Data sources overview
Dynamics 365 Customer Insights provides connections to bring data from a broad set of sources. Connecting to a data source is often referred to as the process of data ingestion. After ingesting the data, you can unify, generate insights, and activate the data for building personalized experiences.
Add or edit data sources
You can attach or import data sources into Customer Insights. The links below provide instructions on adding and editing data sources.
Attach a data source
If you have data prepared in one of Microsoft's Azure data services, Customer Insights can easily connect to the data source without having to re-ingest the data. Select one of the following options:
- Azure Data Lake Storage (csv or parquet files in a Common Data Model folder)
- Azure Synapse Analytics (Lake databases)
- Microsoft Dataverse data lake
Import and transform
If you use on-premise data sources, Microsoft, or third-party data, import and transform the data using Power Query connectors.
Review data sources
If your environment was configured to use Customer Insights storage and you use on-premise data sources, you use Power Platform dataflows. With Power Platform dataflows, you can view shared data sources and data sources managed by others. The Data Sources page lists the data sources in three sections:
- Shared: Data sources that can be managed by all Customer Insights admins. Power Platform dataflows, your own storage account, and attaching to a Dataverse-managed data lake are examples of shared data sources.
- Managed by me: Power Platform dataflows created and managed only by you. Other Customer Insights admins can only view these dataflows but not edit, refresh, or delete them.
- Managed by others: Power Platform dataflows created by other admins. You can only view them. It lists the owner of the dataflow to reach out to for any assistance.
All entities can be viewed and used by other users. While data sources are owned by the user who created them, the resulting entities from the data ingestion can be used by every user of Customer Insights.

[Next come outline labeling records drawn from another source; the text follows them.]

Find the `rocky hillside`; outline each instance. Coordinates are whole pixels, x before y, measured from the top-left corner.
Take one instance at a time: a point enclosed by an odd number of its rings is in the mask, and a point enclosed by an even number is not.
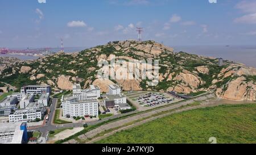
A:
[[[147,80],[98,78],[97,72],[104,70],[97,66],[98,61],[109,61],[111,55],[126,61],[159,60],[160,82],[150,86]],[[47,84],[56,90],[70,90],[73,83],[79,82],[85,88],[93,83],[108,91],[108,84],[117,83],[124,90],[174,90],[195,95],[214,90],[220,98],[256,100],[255,68],[228,61],[218,66],[215,58],[174,53],[172,48],[153,41],[114,41],[76,53],[58,53],[35,61],[3,62],[0,64],[0,81],[18,87]]]

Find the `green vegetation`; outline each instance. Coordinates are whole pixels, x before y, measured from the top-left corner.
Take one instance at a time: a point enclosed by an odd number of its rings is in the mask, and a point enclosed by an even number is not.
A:
[[[118,132],[98,143],[255,143],[256,104],[185,111]]]
[[[98,115],[98,118],[100,119],[102,119],[104,118],[111,117],[113,115],[113,114],[101,114],[101,115]]]
[[[62,97],[62,96],[63,96],[63,95],[68,95],[68,94],[71,94],[71,92],[72,91],[71,90],[68,90],[68,91],[66,91],[66,90],[64,90],[63,92],[61,92],[61,93],[58,93],[58,94],[55,94],[54,96],[53,96],[53,98],[61,98]]]
[[[61,132],[67,129],[73,129],[73,128],[65,128],[57,129],[55,131],[50,131],[49,132],[49,137],[53,137],[56,135],[58,134],[60,132]]]
[[[63,124],[72,123],[72,122],[67,122],[67,121],[65,121],[64,120],[60,119],[60,118],[59,118],[60,112],[60,110],[59,109],[56,109],[55,110],[55,114],[54,115],[54,120],[53,120],[53,123],[55,124]]]
[[[13,94],[13,91],[10,91],[9,93],[3,93],[2,95],[0,96],[0,101],[4,99],[8,95],[11,95]]]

If your environment does not use Power Platform dataflows, the Data Sources page contains only a list of all data sources. No sections display.

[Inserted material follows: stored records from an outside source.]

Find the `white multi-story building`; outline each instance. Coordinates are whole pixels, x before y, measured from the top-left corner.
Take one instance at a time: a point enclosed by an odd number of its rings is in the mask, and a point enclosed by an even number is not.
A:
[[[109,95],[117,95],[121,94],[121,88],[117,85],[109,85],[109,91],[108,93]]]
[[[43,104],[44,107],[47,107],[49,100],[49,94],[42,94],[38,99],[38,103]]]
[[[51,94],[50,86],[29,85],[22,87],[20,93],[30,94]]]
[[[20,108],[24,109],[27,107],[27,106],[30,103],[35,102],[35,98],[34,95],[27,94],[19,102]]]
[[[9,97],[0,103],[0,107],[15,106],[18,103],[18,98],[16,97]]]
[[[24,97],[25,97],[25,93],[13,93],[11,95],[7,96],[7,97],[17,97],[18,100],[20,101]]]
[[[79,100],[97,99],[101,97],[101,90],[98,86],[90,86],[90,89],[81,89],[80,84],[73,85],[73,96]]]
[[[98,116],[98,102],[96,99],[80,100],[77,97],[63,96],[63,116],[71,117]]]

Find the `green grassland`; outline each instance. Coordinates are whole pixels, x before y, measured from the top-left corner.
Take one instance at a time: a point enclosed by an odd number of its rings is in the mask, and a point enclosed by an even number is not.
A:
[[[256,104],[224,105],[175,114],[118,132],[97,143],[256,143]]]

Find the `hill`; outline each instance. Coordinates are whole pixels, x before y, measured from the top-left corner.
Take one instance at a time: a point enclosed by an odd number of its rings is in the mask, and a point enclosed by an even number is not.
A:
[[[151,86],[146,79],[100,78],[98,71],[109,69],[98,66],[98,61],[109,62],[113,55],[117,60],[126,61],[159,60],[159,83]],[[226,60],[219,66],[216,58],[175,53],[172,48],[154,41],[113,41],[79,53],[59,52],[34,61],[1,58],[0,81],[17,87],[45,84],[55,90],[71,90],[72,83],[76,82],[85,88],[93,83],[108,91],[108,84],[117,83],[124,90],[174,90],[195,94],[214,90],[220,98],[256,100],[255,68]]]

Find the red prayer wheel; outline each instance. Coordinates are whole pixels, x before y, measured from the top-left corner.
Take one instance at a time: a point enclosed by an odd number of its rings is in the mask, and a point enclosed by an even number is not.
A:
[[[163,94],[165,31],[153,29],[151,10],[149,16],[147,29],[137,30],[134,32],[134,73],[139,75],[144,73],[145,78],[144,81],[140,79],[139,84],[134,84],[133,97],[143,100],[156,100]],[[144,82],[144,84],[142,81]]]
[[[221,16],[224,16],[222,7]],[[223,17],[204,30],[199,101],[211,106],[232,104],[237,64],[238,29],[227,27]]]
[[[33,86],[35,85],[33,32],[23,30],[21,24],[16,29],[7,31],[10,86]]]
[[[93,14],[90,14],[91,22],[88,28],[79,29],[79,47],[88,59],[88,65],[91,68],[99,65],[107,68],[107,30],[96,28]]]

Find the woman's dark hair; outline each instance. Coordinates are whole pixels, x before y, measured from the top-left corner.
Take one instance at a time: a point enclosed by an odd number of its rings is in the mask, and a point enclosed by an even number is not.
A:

Manage existing data sources
Go to Data > Data sources to view the name of each ingested data source, its status, and the last time the data was refreshed for that source. You can sort the list of data sources by any column or use the search box to find the data source you want to manage.
Select a data source to view available actions.

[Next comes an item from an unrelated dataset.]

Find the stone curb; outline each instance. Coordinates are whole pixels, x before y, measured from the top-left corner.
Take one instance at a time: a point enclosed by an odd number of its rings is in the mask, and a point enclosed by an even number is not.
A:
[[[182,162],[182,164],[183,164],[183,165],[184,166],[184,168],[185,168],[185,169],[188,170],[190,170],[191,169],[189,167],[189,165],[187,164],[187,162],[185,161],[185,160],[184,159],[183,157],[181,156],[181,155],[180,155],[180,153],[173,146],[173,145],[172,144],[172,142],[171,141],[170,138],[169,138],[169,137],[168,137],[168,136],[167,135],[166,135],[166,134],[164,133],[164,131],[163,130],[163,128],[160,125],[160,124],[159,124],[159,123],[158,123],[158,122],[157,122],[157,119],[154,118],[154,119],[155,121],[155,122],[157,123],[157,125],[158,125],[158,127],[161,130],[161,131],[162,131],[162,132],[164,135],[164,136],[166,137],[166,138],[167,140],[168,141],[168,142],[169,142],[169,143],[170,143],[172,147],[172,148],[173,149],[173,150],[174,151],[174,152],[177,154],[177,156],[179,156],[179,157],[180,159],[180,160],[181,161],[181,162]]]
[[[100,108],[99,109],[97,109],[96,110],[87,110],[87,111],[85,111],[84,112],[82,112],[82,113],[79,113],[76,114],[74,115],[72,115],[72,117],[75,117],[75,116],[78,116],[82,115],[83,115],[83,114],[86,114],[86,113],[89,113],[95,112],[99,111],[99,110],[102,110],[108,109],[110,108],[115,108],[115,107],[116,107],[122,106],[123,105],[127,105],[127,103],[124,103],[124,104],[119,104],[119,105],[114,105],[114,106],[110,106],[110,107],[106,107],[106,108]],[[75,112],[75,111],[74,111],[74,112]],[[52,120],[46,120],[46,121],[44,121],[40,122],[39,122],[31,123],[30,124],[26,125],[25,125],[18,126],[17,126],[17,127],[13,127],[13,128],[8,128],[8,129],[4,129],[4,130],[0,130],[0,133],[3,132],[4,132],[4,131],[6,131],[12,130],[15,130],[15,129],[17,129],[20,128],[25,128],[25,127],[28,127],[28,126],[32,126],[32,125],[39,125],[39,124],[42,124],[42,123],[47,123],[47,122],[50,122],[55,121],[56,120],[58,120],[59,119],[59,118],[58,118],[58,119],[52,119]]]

- Edit the data source to change its properties.
- Refresh the data source to include the latest data.
- Enrich the data source before unification.
- Delete the data source. A data source can be deleted only if the data is not used in any processing such as unification, insights, activations, or exports.
Refresh data sources
Data sources can be refreshed on an automatic schedule or refreshed manually on demand. On-premise data sources refresh on their own schedules which are set up during data ingestion.
For attached data sources, data ingestion consumes the latest data available from that data source.
Go to Admin > System > Schedule to configure system-scheduled refreshes of your ingested data sources.
To refresh a data source on demand:
Go to Data > Data sources.
Select the data source you want to refresh and select Refresh. The data source is now triggered for a manual refresh. Refreshing a data source will update both the entity schema and data for all the entities specified in the data source.
Select the status to open the Progress details pane and view the progress. To cancel the job, select Cancel job at the bottom of the pane.
Corrupt data sources
Data being ingested may have corrupt records which can cause the data ingestion process to complete with errors or warnings.
If data ingestion completes with errors, subsequent processing (such as unification or activity creation) that leverages this data source will be skipped. If ingestion completed with warnings, subsequent processing continues but some of the records may not be included.
These errors can be seen in the task details.
Corrupt records are shown in system-created entities.
Fix corrupt data
To view the corrupt data, go to Data > Entities and look for the corrupted entities in the System section. The naming schema of corrupted entities: 'DataSourceName_EntityName_corrupt'.
Select a corrupt entity and then the Data tab.
Identify the corrupt fields in a record and the reason.
Data > Entities only show a portion of the corrupt records. To view all the corrupt records, export the files to a container in the storage account using the Customer Insights export process. If you used your own storage account, you can also look at the Customer Insights folder in your storage account.
Fix the corrupted data. For example, for Azure Data Lake data sources, fix the data in the Data Lake Storage or update the data types in the manifest/model.json file. For Power Query data sources, fix the data in the source file and correct the data type in the transformation step on the Power Query - Edit queries page.
After the next refresh of the data source, the corrected records are ingested to Customer Insights and passed on to downstream processes.
For example, a 'birthday' column has the datatype set as 'date'. A customer record has their birthday entered as '01/01/19777'. The system flags this record as corrupt. Change the birthday in the source system to '1977'. After an automated refresh of data sources, the field now has a valid format and the record is removed from the corrupted entity.